The Witness of the Amish

Rod Dreher and Ben Witherington are among the many voices rightfully admiring the Amish practice of pacifism and forgiveness surrounding Carl Robert’s deadly assault on Amish school girls in Nickel Mines, Pennsylvania. Thirteen year-old Marian Fisher’s attempt to offer her own life to save the others was truly Christ-like. The Amish community’s loving outreach to Roger’s family is inspiring.

Dreher says:

A serene Amish midwife told NBC News on Tuesday that this is normal for them. It’s what Jesus would have them do. “This is imitation of Christ at its most naked,” journalist Tom Shachtman, who has chronicled Amish life, told The New York Times . “If anybody is going to turn the other cheek in our society, it’s going to be the Amish. I don’t want to denigrate anybody else who says they’re imitating Christ, but the Amish walk the walk as much as they talk the talk.”
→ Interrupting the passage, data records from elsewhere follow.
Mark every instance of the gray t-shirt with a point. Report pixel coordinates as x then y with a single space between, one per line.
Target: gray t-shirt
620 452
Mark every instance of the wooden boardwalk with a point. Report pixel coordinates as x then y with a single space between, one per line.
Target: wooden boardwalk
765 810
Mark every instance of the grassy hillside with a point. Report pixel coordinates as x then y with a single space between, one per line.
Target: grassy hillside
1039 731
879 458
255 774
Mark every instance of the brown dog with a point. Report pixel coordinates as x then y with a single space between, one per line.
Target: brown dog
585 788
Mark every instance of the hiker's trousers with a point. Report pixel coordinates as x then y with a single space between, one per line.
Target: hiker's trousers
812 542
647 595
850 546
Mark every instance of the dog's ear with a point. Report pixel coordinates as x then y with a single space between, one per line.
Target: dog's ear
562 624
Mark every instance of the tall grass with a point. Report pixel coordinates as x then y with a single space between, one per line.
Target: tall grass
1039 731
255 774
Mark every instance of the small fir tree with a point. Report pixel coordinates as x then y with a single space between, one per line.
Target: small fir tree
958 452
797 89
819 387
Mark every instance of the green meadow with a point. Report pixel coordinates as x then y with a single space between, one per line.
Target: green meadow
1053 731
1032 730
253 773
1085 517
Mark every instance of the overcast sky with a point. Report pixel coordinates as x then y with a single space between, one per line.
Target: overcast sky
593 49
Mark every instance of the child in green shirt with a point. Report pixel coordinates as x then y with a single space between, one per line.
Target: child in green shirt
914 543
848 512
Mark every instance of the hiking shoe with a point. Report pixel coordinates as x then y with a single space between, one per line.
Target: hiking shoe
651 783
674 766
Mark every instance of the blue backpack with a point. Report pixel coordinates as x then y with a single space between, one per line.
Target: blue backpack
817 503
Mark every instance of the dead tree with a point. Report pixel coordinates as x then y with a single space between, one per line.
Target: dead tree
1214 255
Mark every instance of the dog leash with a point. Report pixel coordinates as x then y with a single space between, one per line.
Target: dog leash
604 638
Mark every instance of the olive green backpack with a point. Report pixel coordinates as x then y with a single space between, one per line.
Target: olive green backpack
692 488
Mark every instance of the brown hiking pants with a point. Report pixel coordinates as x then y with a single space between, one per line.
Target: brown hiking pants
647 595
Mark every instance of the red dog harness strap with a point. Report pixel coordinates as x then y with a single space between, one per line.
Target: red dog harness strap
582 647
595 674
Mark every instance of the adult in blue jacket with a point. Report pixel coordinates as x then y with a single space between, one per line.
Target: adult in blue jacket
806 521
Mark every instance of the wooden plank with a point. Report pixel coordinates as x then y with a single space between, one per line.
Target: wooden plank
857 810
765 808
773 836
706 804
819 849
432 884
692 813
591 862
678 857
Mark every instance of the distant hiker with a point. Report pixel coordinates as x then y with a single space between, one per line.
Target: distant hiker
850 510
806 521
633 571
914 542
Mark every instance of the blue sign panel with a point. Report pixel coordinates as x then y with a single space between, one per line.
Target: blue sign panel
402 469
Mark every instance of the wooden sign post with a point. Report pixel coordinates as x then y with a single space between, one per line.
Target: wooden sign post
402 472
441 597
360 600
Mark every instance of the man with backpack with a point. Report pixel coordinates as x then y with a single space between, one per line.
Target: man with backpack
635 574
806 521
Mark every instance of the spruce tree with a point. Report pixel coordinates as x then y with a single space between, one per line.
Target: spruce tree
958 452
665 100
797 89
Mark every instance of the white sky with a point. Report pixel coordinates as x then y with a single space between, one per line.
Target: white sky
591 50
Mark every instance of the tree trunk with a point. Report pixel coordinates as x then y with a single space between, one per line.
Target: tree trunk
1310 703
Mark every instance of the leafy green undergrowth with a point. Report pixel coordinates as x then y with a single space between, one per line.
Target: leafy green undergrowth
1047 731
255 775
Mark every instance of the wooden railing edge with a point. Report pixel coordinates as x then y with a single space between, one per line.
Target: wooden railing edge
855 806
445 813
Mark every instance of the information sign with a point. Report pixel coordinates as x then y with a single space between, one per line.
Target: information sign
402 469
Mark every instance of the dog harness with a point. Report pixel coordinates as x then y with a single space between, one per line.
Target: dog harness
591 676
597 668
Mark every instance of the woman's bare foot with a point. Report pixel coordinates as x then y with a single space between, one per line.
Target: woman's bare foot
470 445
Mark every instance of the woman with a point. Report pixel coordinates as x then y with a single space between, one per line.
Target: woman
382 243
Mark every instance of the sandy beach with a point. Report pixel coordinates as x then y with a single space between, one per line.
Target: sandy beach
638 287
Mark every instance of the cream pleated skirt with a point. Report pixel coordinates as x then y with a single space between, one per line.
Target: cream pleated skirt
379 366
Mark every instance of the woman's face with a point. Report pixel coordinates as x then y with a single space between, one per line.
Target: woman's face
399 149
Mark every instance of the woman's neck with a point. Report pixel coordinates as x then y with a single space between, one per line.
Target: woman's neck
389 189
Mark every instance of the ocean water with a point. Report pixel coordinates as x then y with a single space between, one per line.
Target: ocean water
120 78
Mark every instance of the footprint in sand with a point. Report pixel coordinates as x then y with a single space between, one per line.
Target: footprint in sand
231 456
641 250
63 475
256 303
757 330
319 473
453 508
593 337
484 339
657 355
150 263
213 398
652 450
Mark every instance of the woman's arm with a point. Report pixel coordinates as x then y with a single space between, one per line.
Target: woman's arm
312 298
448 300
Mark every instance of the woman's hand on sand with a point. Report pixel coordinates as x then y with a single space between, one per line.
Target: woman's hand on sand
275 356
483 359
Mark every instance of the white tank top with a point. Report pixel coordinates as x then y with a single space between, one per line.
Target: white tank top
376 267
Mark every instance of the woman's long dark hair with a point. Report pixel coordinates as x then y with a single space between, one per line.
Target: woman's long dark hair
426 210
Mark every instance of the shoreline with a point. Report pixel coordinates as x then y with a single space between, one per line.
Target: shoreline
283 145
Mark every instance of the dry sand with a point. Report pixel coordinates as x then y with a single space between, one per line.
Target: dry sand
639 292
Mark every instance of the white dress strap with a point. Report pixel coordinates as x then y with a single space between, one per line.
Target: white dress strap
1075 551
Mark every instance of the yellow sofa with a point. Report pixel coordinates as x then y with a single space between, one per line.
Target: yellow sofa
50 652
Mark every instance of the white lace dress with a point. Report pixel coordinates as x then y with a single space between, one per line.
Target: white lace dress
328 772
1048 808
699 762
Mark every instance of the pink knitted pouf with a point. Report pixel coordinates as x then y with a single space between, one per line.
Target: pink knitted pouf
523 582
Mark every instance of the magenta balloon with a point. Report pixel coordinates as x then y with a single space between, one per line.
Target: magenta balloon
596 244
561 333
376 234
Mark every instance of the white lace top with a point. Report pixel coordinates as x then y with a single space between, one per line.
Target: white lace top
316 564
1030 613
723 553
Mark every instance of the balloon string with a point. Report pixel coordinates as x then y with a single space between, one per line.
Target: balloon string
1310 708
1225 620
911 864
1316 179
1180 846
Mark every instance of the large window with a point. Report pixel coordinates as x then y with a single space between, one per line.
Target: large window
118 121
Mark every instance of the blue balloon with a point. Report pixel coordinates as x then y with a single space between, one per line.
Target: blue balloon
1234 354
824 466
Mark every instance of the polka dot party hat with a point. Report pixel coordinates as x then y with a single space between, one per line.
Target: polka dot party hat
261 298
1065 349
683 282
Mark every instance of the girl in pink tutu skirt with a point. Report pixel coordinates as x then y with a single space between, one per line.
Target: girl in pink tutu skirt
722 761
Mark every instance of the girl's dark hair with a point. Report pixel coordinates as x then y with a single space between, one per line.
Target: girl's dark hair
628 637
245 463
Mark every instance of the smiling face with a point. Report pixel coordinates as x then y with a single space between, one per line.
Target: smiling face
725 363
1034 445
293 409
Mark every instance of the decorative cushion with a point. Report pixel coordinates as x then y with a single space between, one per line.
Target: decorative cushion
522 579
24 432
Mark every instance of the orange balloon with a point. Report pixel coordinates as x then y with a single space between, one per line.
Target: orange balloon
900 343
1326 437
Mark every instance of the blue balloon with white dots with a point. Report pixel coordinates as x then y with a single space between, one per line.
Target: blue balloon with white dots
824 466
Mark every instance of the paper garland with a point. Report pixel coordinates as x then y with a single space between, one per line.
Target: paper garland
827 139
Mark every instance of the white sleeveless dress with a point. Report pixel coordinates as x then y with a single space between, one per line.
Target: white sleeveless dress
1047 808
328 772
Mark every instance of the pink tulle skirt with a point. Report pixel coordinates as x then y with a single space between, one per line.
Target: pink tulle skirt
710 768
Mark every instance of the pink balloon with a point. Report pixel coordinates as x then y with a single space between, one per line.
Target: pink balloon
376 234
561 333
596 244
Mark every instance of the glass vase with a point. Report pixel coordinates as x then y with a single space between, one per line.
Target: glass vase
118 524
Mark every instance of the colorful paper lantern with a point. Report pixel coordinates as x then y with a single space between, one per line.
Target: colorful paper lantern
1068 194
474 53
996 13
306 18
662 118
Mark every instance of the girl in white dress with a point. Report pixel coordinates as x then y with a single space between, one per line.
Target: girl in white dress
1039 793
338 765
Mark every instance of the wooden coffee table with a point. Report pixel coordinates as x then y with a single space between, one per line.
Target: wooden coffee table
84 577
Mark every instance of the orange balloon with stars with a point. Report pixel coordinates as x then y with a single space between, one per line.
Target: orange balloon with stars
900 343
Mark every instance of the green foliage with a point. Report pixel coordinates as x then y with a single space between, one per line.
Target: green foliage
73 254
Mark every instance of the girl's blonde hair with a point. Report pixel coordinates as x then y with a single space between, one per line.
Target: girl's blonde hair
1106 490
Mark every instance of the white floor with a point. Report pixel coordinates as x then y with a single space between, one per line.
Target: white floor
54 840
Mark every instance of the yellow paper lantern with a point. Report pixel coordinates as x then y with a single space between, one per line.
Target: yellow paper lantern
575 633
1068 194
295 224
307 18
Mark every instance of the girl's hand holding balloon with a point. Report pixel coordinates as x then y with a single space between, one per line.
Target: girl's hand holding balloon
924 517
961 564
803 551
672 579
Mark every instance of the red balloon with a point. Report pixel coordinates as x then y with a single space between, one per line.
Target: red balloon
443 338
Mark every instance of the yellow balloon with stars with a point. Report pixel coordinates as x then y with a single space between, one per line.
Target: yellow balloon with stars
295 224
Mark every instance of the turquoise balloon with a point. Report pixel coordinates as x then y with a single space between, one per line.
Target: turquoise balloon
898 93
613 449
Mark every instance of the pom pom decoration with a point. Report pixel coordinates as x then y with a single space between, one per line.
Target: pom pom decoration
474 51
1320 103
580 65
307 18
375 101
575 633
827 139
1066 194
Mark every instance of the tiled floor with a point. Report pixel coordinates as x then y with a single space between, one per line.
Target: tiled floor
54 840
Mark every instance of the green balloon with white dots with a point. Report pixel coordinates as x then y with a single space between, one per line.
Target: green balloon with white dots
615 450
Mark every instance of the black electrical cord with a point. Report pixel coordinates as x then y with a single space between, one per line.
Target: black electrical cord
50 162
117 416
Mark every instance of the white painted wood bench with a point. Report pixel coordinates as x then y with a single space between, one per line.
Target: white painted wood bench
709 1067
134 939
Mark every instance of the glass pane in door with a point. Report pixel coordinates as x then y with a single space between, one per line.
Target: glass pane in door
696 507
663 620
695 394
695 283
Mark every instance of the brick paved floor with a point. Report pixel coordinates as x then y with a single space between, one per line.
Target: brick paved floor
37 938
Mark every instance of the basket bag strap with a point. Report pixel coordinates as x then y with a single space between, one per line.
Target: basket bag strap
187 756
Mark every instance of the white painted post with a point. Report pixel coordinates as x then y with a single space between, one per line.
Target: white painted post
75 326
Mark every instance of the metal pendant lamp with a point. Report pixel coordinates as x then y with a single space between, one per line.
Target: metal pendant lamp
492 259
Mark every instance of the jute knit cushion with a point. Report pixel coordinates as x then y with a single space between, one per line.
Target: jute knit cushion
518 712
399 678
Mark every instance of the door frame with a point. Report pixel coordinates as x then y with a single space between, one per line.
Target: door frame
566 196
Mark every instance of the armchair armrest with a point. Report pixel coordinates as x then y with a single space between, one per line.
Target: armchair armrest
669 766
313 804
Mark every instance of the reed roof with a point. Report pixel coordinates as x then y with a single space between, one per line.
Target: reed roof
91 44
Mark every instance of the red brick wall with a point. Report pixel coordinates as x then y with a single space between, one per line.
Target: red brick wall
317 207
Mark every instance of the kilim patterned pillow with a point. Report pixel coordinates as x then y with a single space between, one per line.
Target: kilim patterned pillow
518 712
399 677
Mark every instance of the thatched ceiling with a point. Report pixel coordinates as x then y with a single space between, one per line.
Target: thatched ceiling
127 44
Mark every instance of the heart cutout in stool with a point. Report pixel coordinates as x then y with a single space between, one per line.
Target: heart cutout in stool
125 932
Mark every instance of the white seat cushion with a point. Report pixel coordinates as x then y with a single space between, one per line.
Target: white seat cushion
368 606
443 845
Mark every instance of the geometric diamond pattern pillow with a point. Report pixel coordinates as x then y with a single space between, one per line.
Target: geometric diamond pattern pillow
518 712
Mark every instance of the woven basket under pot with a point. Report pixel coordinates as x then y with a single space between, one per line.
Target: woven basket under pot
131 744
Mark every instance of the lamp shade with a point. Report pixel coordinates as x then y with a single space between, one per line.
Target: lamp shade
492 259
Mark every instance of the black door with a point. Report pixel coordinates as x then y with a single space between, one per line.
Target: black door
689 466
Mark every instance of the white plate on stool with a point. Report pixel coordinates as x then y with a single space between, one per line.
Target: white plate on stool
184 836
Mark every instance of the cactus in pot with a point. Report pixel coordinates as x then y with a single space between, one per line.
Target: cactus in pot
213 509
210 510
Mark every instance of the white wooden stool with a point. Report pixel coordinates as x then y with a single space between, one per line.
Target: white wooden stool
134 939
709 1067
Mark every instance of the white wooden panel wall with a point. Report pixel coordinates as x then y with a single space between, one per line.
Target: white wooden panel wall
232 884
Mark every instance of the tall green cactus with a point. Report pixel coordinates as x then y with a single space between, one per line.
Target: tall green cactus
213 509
In the same vein, Witherington says:

This friends is real Christianity. Christians do not retaliate. They do not seek revenge, for the Bible says that vengeance should be left in the hands of the Lord. In fact they do quite the opposite. They offer forgiveness even to their tormentors. They seek peace at the least and reconciliation at the most with those who revile them, harm them, kill them.

Witherington and Dreher idealize, at least to some extent, the Amish as a model for all Christians. I, too, admire the Amish and believe that there are lessons that other Christians can learn from them. With the Amish, however, one gets a package approach to life. The values by which the Amish live are part-and-parcel of their way of life. They have withdrawn themselves from the larger community, taking little from it and taking no responsibility for it. Fair enough, even though I believe that alternative communities like the Amish live under the protection of the host culture to a larger degree than they understand. The Amish are at least trying to be consistent in their practice of pacifism.

Despite the fact that the Amish don’t defend themselves and don’t ask for others to defend them, society has an obligation to defend them anyway. If the police had become aware of Roberts plans, they had an obligation to stop him. If he didn’t stop voluntarily when challenged, they had an obligation to use as much force as necessary – even deadly force. If Roberts had not killed himself, the police had an obligation to apprehend him, by use of force if necessary. The courts had an obligation to try him in a court of law and, if found guilty, to impose by force such punishment as the court acting under the laws of Pennsylvania might direct. One of the purposes of government is to protect the innocent.

If an officer of the law could have saved the lives of those five girls by using his hands, his baton or even his sidearm, should he or she have done so? Absolutely. Can a Christian be an officer of the law? Again, the answer is “yes.”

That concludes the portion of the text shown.